Наконец сумела собраться, работу закончила и позвонила маме – поздравить.

– Ты не приедешь? – В голосе Ирины Ивановны слышалась тревога – она всегда расстраивалась, если дочь не являлась на семейные праздники.

– Мам, я так устала – целый день, как пчелка. Понимаешь, работа срочная.

– Но ты уже закончила?

– Угу.

– Так приезжай, Верочка, порадуй меня, мы ведь почти месяц не виделись. И потом, у Николая сегодня день рождения.

«О-хо-хо, приеду, – вздохнув, решила Вера, жалея мать и чертыхаясь про себя, – и угораздило же этого стукнутого Восьмого марта родиться! Настоящий мужчина, черт бы его побрал!»
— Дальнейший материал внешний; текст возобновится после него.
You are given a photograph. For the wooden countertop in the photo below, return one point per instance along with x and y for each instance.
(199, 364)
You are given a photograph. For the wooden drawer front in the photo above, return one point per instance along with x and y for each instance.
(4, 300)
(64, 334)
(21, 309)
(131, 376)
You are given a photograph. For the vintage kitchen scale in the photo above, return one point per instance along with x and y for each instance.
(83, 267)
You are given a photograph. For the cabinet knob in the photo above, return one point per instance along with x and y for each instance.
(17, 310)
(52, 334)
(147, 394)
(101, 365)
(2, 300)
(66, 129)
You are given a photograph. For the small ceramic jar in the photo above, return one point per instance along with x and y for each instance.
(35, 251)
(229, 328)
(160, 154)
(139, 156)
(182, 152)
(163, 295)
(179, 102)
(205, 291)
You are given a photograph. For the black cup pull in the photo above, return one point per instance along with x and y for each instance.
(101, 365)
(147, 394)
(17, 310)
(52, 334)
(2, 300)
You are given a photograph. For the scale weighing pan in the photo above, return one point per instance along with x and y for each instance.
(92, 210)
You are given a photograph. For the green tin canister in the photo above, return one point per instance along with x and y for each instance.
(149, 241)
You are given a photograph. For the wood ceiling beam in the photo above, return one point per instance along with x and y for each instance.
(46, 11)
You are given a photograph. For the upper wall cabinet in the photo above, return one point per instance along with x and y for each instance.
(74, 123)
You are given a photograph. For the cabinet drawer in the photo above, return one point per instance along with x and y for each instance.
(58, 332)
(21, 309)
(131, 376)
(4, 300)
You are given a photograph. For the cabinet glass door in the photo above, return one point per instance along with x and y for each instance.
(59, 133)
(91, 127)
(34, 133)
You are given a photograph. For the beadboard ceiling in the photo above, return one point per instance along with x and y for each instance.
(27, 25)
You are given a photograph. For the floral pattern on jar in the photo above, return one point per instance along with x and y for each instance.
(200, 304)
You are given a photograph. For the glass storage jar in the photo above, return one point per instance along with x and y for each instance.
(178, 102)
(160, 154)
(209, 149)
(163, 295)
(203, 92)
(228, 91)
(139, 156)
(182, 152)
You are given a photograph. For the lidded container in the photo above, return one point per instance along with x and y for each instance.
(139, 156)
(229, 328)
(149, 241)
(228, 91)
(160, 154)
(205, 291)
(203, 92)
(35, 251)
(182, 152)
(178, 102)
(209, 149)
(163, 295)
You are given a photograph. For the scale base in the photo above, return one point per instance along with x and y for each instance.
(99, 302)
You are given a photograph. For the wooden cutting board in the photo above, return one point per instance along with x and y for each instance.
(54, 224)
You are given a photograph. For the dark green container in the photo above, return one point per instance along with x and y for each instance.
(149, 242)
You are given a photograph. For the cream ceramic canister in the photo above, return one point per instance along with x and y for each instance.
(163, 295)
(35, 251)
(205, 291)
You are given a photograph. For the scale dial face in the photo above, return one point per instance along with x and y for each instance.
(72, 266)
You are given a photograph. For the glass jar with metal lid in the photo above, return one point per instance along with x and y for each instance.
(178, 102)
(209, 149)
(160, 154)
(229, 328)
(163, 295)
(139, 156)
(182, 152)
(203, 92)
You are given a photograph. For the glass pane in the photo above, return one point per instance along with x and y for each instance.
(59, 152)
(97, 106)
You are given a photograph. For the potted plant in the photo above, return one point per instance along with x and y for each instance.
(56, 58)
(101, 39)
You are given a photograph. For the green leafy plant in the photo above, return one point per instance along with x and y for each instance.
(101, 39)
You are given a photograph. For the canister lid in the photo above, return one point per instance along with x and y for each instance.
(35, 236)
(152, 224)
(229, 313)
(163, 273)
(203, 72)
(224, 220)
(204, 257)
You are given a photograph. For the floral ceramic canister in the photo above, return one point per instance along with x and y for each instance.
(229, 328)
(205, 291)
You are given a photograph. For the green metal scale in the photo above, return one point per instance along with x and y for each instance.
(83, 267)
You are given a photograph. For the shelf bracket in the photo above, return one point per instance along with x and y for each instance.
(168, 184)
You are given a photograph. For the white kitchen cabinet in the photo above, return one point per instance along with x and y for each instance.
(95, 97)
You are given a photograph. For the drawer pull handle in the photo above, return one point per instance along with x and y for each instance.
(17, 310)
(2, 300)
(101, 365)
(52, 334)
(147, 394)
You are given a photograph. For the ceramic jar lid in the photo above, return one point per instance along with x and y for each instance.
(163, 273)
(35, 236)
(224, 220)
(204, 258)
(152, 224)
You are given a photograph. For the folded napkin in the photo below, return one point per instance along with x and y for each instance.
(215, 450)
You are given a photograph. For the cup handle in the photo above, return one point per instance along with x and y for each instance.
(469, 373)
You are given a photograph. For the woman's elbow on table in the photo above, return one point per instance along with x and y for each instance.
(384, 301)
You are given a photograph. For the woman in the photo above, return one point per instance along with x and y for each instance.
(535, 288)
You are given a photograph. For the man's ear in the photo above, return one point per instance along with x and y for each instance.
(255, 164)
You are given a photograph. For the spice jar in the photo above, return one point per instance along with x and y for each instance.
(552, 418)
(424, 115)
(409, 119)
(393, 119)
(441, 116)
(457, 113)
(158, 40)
Когда Вера появилась в родимом гнезде, Ирина Ивановна ожесточенно гремела тарелками, накрывая на стол, – дурной знак: значит, они с отчимом уже успели поссориться. Мать сновала из кухни в гостиную, молчаливая и суровая, как всегда в таких случаях. Николай Николаевич балагурил, пытаясь смягчить ее, но тоже, как и всегда – напрасно. Из-за чего они поссорились: из-за невынесенного мусорного ведра или из-за подтекающего крана на кухне – было, в сущности, все равно. Из года в год они с непримиримым упорством выискивали повод для ссор, будто эти ссоры и составляли для них первейшую сладость жизни.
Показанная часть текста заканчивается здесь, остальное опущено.